Jackson Hole Center for the Arts, Phase 2
Pop, rock, country, fusion all find a hospitable venue in Jackson. The primary performance space is unique in that it can put just 100 patrons on the main floor for small scale, local dramatic productions, or expand to include a much bigger balcony with extraordinary sight lines for dance. There's also an orchestra pit for musical theater production that can be brought into service quickly and easily.
Jackson Hole, Wyoming | Popular music venue | with Stephen Dynia Architects / Carney Logan Burke Architects
Jackson Hole, Wyoming, birth place of “cowboy chic” and home to some of the world’s most breathtaking and exciting outdoor recreation, now has a new first-class performing arts complex to add to its long list of attractions.
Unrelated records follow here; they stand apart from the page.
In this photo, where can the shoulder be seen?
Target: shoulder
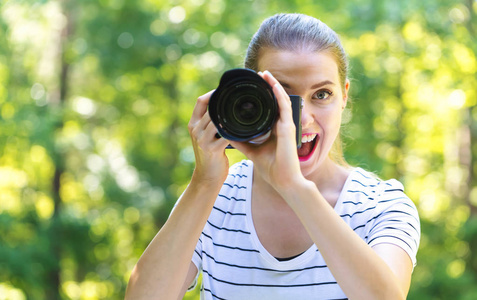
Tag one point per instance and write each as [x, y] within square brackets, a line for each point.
[364, 191]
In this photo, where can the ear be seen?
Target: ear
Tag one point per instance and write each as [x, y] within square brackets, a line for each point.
[345, 94]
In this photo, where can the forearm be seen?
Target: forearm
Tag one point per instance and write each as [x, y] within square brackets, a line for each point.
[358, 269]
[163, 267]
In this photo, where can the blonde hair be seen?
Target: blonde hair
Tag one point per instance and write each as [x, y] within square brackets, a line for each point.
[298, 32]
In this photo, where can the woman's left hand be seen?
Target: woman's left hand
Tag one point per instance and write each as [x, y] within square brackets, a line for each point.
[276, 159]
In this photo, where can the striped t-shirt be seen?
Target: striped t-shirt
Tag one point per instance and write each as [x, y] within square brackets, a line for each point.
[235, 265]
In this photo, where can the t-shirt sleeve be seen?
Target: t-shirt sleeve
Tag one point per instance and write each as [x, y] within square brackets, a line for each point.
[396, 221]
[197, 261]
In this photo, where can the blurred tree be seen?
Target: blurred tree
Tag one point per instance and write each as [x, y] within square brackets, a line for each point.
[94, 151]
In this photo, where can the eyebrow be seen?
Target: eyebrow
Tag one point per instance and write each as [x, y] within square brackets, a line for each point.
[315, 86]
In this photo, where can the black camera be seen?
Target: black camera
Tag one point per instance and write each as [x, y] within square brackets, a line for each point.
[244, 108]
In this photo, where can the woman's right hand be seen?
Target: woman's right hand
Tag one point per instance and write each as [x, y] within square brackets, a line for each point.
[211, 163]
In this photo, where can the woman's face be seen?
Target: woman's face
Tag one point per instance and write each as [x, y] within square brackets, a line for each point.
[313, 76]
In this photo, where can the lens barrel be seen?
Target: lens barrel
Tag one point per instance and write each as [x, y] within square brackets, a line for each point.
[243, 107]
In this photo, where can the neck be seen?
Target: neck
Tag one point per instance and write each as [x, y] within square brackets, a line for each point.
[329, 176]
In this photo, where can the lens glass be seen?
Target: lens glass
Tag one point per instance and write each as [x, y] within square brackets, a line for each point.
[243, 106]
[247, 110]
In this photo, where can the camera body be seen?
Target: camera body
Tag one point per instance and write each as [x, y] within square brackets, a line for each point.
[243, 107]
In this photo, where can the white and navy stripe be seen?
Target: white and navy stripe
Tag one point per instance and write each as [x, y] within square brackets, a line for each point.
[235, 265]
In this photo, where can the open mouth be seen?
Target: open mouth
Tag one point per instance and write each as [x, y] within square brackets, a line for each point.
[308, 146]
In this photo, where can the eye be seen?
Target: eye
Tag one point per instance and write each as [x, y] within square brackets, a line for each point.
[322, 95]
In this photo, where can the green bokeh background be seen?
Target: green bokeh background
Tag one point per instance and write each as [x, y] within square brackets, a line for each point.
[95, 97]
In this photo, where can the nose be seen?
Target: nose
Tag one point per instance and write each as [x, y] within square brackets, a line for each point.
[306, 116]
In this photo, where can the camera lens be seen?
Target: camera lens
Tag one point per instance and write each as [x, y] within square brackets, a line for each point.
[243, 107]
[247, 110]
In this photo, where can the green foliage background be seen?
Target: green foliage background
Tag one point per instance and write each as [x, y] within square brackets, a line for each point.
[94, 151]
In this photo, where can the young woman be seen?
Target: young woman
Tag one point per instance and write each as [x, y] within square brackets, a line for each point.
[287, 223]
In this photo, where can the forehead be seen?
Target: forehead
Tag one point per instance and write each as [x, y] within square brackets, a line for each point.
[299, 66]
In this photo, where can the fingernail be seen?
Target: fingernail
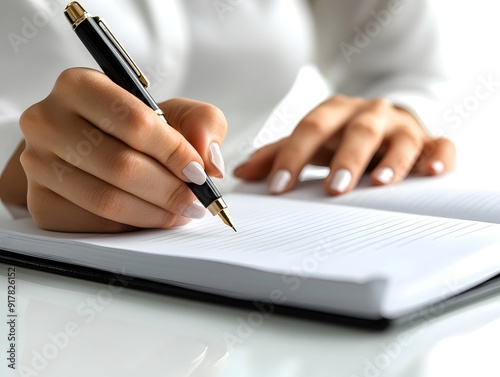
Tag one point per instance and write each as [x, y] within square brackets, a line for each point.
[195, 210]
[280, 181]
[385, 175]
[216, 158]
[238, 171]
[341, 180]
[195, 173]
[437, 166]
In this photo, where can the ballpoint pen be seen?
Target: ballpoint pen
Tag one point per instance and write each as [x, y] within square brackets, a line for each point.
[121, 69]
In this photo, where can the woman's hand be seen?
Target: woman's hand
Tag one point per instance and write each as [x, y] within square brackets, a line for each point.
[98, 160]
[349, 135]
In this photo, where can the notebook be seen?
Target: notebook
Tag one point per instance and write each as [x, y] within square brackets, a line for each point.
[302, 251]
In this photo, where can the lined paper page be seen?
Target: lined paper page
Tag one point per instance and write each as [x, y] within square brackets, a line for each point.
[277, 234]
[322, 244]
[424, 196]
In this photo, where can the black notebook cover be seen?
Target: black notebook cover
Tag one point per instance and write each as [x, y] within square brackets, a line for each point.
[482, 291]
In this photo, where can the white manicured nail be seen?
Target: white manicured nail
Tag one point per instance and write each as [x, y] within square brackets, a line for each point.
[195, 173]
[438, 166]
[195, 210]
[385, 175]
[280, 181]
[341, 180]
[216, 158]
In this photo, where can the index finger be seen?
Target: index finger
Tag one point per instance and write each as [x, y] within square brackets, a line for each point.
[113, 110]
[312, 132]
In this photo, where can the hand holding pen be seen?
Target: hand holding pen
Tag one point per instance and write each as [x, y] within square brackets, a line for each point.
[92, 168]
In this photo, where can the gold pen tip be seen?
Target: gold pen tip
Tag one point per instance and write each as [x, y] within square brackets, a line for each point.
[226, 219]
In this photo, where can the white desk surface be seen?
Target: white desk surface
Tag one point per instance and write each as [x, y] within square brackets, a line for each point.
[68, 327]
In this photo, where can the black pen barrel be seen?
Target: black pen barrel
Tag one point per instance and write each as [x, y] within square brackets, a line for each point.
[111, 61]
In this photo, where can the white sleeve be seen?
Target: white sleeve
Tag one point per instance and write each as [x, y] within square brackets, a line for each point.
[383, 48]
[37, 45]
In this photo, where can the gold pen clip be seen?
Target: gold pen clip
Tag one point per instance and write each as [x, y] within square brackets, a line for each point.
[142, 78]
[76, 15]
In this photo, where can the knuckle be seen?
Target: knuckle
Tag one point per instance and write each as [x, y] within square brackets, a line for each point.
[105, 201]
[368, 125]
[140, 123]
[379, 103]
[314, 125]
[177, 199]
[174, 152]
[210, 113]
[28, 159]
[124, 166]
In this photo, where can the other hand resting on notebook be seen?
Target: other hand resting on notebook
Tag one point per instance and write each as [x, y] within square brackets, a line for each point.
[348, 135]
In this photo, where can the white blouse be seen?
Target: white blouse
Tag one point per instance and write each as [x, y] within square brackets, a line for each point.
[242, 56]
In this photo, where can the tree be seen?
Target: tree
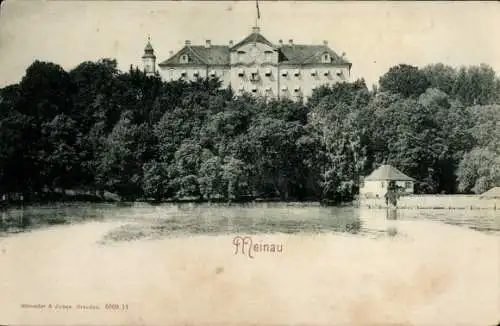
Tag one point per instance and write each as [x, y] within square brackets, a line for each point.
[404, 79]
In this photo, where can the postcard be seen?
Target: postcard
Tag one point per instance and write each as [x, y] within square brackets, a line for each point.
[249, 163]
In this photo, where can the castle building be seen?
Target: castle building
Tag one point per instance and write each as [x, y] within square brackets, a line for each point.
[255, 65]
[149, 59]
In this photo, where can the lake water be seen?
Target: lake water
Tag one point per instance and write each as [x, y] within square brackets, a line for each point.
[167, 220]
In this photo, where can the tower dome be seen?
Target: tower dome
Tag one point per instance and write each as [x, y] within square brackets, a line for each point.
[148, 50]
[149, 59]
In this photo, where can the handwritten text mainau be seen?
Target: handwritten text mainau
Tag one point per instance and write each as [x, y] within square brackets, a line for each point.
[244, 245]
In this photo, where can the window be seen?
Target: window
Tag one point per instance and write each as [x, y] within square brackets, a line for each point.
[254, 74]
[240, 56]
[268, 56]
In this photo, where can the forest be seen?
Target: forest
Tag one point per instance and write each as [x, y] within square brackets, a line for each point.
[96, 129]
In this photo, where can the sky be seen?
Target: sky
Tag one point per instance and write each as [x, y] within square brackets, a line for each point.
[374, 35]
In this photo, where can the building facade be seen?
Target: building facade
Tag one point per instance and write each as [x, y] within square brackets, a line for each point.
[255, 65]
[377, 183]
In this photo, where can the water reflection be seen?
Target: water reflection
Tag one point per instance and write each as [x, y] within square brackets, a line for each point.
[249, 218]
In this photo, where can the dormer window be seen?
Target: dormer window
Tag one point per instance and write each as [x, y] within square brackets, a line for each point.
[255, 75]
[240, 56]
[268, 56]
[184, 58]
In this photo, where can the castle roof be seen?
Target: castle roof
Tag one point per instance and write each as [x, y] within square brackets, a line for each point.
[388, 172]
[255, 37]
[148, 50]
[304, 54]
[296, 54]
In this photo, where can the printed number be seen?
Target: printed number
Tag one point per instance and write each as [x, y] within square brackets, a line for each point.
[114, 306]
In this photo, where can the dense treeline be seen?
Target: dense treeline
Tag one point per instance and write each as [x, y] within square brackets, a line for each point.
[97, 129]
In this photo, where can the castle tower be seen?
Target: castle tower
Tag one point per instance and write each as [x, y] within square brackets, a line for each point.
[149, 59]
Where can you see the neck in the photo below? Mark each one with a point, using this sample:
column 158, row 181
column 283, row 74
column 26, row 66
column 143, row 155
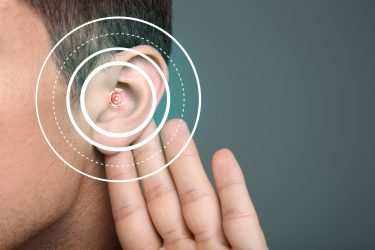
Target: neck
column 87, row 225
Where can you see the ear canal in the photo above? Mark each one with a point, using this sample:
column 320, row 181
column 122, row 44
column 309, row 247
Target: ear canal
column 122, row 98
column 116, row 98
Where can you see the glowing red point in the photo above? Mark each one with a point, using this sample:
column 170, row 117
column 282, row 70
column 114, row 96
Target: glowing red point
column 116, row 98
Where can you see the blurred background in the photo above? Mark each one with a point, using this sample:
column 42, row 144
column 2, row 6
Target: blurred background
column 289, row 86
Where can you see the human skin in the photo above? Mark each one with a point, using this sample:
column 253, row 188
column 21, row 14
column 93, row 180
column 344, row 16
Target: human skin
column 44, row 204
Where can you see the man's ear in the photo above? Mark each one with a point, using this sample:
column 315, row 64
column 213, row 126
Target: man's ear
column 137, row 98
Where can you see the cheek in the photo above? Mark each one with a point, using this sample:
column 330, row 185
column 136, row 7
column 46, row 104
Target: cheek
column 36, row 187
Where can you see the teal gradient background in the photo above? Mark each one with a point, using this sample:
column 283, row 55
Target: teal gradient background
column 289, row 86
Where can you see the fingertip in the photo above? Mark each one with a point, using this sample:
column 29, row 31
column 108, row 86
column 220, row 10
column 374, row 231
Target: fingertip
column 225, row 166
column 173, row 126
column 222, row 156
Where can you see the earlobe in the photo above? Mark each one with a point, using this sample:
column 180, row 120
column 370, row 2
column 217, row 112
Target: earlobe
column 119, row 100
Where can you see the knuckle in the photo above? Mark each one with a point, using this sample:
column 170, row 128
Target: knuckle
column 146, row 151
column 174, row 235
column 239, row 213
column 206, row 236
column 229, row 185
column 126, row 211
column 159, row 191
column 195, row 194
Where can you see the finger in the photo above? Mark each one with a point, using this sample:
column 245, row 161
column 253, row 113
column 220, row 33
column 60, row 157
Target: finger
column 240, row 221
column 200, row 205
column 160, row 193
column 133, row 224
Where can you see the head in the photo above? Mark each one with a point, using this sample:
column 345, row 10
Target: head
column 36, row 187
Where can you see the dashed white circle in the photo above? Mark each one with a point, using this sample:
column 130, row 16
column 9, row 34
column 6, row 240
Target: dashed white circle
column 103, row 131
column 105, row 147
column 198, row 88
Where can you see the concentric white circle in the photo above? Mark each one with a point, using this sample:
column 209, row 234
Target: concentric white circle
column 103, row 131
column 105, row 147
column 197, row 82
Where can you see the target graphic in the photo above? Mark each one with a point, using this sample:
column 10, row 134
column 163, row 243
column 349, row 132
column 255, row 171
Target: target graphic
column 67, row 122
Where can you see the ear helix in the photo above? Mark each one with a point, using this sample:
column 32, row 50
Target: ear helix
column 116, row 98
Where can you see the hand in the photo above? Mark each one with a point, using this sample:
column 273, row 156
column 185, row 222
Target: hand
column 179, row 208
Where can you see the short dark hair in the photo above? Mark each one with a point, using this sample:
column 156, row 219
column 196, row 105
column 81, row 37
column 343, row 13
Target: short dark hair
column 62, row 16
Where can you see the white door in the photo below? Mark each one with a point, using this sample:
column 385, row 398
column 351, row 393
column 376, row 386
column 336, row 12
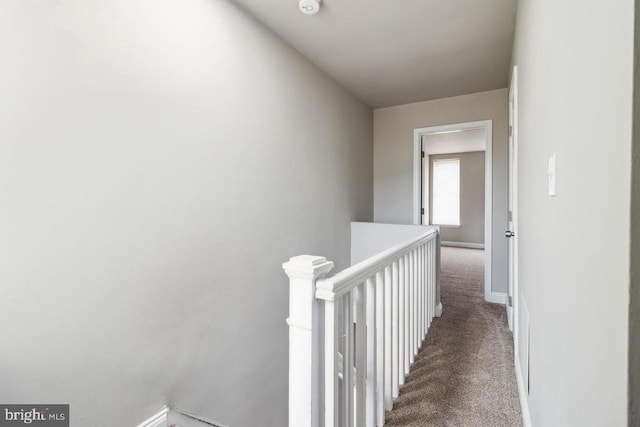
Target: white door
column 511, row 234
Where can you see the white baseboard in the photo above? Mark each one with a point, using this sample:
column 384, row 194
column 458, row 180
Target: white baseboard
column 157, row 420
column 496, row 297
column 463, row 245
column 524, row 401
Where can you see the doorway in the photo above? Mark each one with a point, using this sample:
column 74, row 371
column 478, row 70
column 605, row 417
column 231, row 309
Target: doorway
column 480, row 140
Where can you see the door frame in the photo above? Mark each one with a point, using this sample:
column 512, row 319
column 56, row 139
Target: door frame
column 421, row 181
column 513, row 206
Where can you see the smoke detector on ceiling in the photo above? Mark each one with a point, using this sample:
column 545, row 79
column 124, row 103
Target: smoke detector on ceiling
column 309, row 7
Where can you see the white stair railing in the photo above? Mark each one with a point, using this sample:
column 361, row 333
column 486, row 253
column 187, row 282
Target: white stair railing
column 354, row 336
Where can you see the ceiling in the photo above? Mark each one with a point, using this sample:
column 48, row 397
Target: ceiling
column 392, row 52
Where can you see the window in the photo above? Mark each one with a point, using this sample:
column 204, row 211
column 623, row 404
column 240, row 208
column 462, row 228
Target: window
column 446, row 192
The $15 million Performing Arts Pavilion features a 500-seat proscenium theater, and extensive music rehearsal facilities.
Robert F. Mahoney & Associates designed the acoustics for the 40,000-square-foot Performing Arts Pavilion—which hosts chamber music, as well as dramatic plays and musicals. Because the dramatic productions that take place in the new theater tend to be more intimate performances, Mahoney & Associates was charged with finding a way to make the 500- seat theater feel full with less than 200 people in attendance. A solution was found in designing the theater to seat more people in the balcony than on the main floor of the building.
A team of local architects from Steve Dynia Architects and Carney Architects worked together as part of the Arts Design Collaborative to design the Performing Arts Pavilion, that opened in the Spring of 2007.